A cardinal register machine is like an ordinal register machine but with branching based on cardinal equality rather than ordinal equality. What is the complexity of the halting problem for cardinal register machines (with finite initial values in the registers)?
Is the complexity independent of whether
- at limits, the internal state is set to the initial state versus liminf (the registers always use liminf as ordinals)
- we can test for ordinal equality in addition to cardinal equality
- we have a copy instruction that allows copying register A into register B (without it, we may have to zero B first which affects liminf)?
Also, what if computations were restricted to countable length?
Ordinal register machines are a model of transfinite computation with a finite set of internal states and a finite set of registers that can store arbitrary ordinals. They are explored in "Computing the Recursive Truth Predicate on Ordinal Register Machines" by Peter Koepke and Ryan Siders.
For readers unfamiliar with ordinal register machines or wondering why we would want the restrictions above, the answer is that cardinal register machines have a natural definition that scarcely makes any use of set theory.
(Mostly) nontechnical definition:
A cardinal register machine is like a finite register machine:
* Finite internal state (i.e. finite set of internal states).
* Finite set of registers.
* The ability to
- halt
- zero a register
- increment: add a new element to a register
- test whether two registers have the same number of elements
but with a twist:
* The machine can run for a transfinite time.
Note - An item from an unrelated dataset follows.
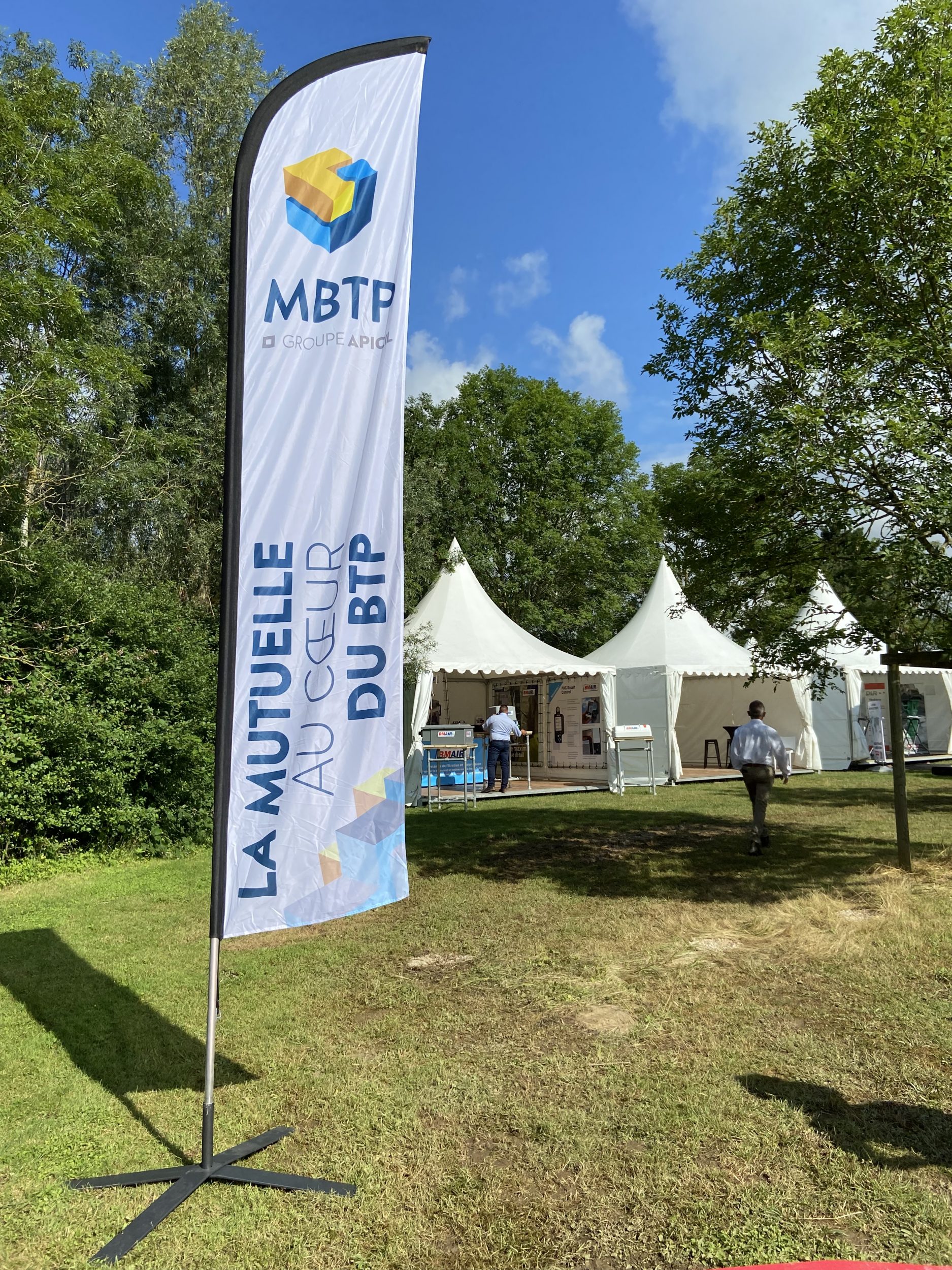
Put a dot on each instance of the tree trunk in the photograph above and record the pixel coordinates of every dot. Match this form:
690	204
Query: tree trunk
899	769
At limit steps,
- the internal state is set to the initial state
- each register keeps the elements added since the supremum of times it was zeroed.
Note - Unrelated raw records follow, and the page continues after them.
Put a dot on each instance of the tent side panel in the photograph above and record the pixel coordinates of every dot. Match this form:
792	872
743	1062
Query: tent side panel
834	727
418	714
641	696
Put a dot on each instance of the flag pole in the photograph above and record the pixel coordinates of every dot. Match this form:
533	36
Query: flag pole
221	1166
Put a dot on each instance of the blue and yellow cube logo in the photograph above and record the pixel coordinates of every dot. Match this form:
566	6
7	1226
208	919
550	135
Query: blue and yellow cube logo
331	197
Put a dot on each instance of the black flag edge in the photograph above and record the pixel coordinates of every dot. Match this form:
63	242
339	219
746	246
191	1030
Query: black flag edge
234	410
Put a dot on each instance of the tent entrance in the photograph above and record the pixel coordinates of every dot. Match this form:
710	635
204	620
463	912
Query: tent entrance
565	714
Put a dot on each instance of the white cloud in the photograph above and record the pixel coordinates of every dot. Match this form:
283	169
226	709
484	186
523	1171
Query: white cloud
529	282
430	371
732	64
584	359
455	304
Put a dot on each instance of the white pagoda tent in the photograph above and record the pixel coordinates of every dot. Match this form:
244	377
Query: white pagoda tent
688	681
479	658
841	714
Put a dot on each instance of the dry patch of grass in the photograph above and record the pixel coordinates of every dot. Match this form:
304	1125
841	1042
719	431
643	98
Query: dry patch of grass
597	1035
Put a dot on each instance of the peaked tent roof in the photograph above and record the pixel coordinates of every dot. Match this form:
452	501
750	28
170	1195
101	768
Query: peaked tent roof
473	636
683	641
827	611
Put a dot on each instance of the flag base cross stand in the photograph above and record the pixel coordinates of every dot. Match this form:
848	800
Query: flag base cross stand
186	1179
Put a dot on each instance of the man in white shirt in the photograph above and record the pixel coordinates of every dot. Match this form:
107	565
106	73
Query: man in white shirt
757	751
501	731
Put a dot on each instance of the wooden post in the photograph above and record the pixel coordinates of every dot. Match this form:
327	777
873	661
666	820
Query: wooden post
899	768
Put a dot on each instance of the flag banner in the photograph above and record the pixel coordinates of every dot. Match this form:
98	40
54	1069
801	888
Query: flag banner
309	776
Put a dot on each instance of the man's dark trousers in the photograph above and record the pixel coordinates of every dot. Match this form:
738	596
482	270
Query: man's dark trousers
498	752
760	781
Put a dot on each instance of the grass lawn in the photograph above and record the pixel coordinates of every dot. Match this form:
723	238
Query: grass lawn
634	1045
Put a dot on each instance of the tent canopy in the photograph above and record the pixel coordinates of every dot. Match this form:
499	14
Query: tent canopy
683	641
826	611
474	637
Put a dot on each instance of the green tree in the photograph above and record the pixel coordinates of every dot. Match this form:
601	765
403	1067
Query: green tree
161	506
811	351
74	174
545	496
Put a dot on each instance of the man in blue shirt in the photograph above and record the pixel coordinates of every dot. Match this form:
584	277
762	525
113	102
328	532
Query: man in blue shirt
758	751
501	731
Thus, each register stores a set of elements, with the ability to add a new element (elements are never repeated), remove all elements, and test whether two registers have the same (cardinal) number of elements. At every stage, an element is in a register iff it was added but not removed.
Now, if we label each increment with the ordinal stage when it occurred, then
- the order type of the set of increments in a register equals the ordinal for that register.
- adding an element increments that ordinal
- liminf behavior follows. Since we do not have a copy instruction, the only discontinuity is that if a register was zeroed cofinally often, it is zero in the limit.
This question is in Q/A format as I was able to solve it before posting (with countable length added later), but feel free to contribute additional answers. For example, an additional answer could have:
* More on bounded time computations.
* The minimum number of registers (and what happens with fewer registers).
* The spectrum of complexities of $Σ_1(\mathrm{Card})$ without the large cardinal assumption.